Test and use preconfigured language features

  1. Go to the Language Studio and sign in with your Azure account.

  2. If you haven't got a language resource, create one.

    A screenshot showing selecting analyze sentiment.

  3. Scroll down to the classify text section, then select Analyze sentiment and mine options.

  4. Scroll down, then select Service Review (long).

    A screenshot of the demo-like testing environment.

    Read the review text, how positive do you think it is?

  5. Select Run.

  6. Examine the results.

    A screenshot showing the results of analyzing the sentiment.

You can see how the sentiment model has identified words that help it calculate an overall positive score. In the sample text, the model returns an 75% positive result for the whole document.

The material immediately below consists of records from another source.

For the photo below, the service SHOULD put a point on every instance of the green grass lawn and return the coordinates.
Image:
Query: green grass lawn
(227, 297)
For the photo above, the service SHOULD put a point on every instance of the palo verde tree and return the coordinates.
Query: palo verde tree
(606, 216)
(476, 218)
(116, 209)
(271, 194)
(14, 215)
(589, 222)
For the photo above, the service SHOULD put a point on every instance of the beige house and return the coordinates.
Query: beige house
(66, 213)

You can also drill down into individual sentences for more detail. Azure AI Language then gives you guidance for how to use the model in your own apps.

For example, you can get the same JSON response from the model by using this curl statement in your development environment:

curl -v -X POST "https://<YOUR_ENDPOINT_HERE>/language/:analyze-text?api-version=2022-05-01" -H "Content-Type: application/json" -H "Ocp-Apim-Subscription-Key: subscription key" --data-ascii "{\"kind\":\"SentimentAnalysis\",\"analysisInput\":{\"documents\":[{\"id\":\"documentId\",\"text\":\"Long waits...BUT FOR GOOD REASON. Some awesome Italian food and great vibes. Contoso Bistro always has live music or events going on to keep you entertained. The food is good enough to keep me entertained though!\n\n        The Contoso Bistro lasagna is a classic! The outdoor back patio is such a vibe, especially in the summer. Great service as well :) Love this place and will be back for more.\",\"language\":\"en\"}]},\"parameters\":{\"opinionMining\":true}}" 

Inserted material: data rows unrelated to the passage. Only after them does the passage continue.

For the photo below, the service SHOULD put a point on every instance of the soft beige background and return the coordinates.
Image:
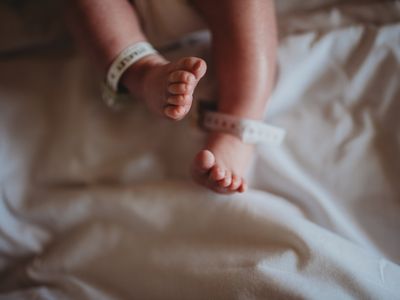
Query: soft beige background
(96, 204)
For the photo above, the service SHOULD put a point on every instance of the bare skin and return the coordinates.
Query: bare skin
(106, 27)
(244, 38)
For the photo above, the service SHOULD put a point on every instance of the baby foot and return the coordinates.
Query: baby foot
(221, 167)
(166, 87)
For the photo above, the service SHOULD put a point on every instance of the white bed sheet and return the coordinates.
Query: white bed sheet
(98, 205)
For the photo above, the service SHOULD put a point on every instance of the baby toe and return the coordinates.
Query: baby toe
(227, 180)
(175, 112)
(217, 173)
(181, 76)
(243, 187)
(236, 182)
(180, 99)
(179, 88)
(204, 161)
(195, 65)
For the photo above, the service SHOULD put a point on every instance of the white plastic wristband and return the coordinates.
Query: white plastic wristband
(125, 59)
(249, 131)
(121, 63)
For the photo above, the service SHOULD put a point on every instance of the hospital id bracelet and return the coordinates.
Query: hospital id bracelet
(121, 63)
(247, 130)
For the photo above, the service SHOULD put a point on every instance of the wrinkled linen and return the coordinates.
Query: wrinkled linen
(97, 204)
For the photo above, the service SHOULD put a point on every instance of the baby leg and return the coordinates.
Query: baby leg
(244, 45)
(106, 27)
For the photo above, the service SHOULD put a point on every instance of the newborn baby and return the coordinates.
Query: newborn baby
(243, 44)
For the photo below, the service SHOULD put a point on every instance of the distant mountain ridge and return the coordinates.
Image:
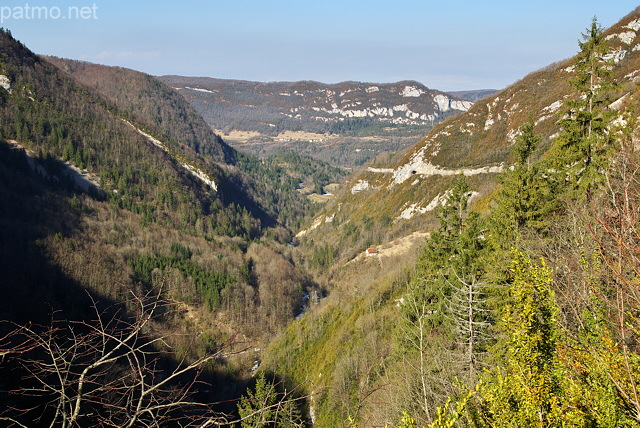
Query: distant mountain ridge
(345, 124)
(472, 95)
(312, 106)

Create, train, and deploy a conversation language understanding model

Each of the customizable features in Azure AI Language needs different steps to create the models. In this example, you'll see how to create a conversation language understanding model.

Conversational language understanding aims to build a model that predicts intention from conversational text. For example, imagine an email app that you can chat with to send email messages or flag emails. You train the model on sentences like "please add a flag to that email" or "okay, ready to send". These sentences would be translated to intents for flag email and send email.

To use language understanding you'll need to have an Azure AI Language resource already created in Azure, then you can carry out the following steps in Language Studio:

  1. From the home page, you select Conversational Language Understanding in the Understand questions and conversational language tab.

  2. Select + Create new project.

  3. Enter a name for the new project.

  4. Select your language.

  5. Enter a description, then select Next.

  6. Select Create.

    A screenshot of the created conversational language project.

Language Studio guides you through the remaining steps. Follow the left navigation from top to bottom to:

  1. Create your schema definition. This involves adding all the intents and entities that your app is interested in.

  2. Label data. You provide example chats and utterances along with how they map to entities and intents.

  3. Train your model. Once you've added the data labeling information, you can start training your model. You can either split all your data with 80% for training and 20% for testing. Or you can create your own manual split.

  4. Review the performance of your model.

  5. Deploy your model. When you're happy with the performance of your model, you deploy it. This makes it available to be called as an API from your app and test it.

  6. Test your deployment. This option allows you to test your model in the same way as preconfigured models.

    A screenshot of testing a conversational language understanding model.

Whichever feature your use you end up with a model that you can use in apps to add language understanding.

In the context of Azure AI Search, these models can help us enrich our search indexes to create better search experiences. Or provide answers when users ask questions.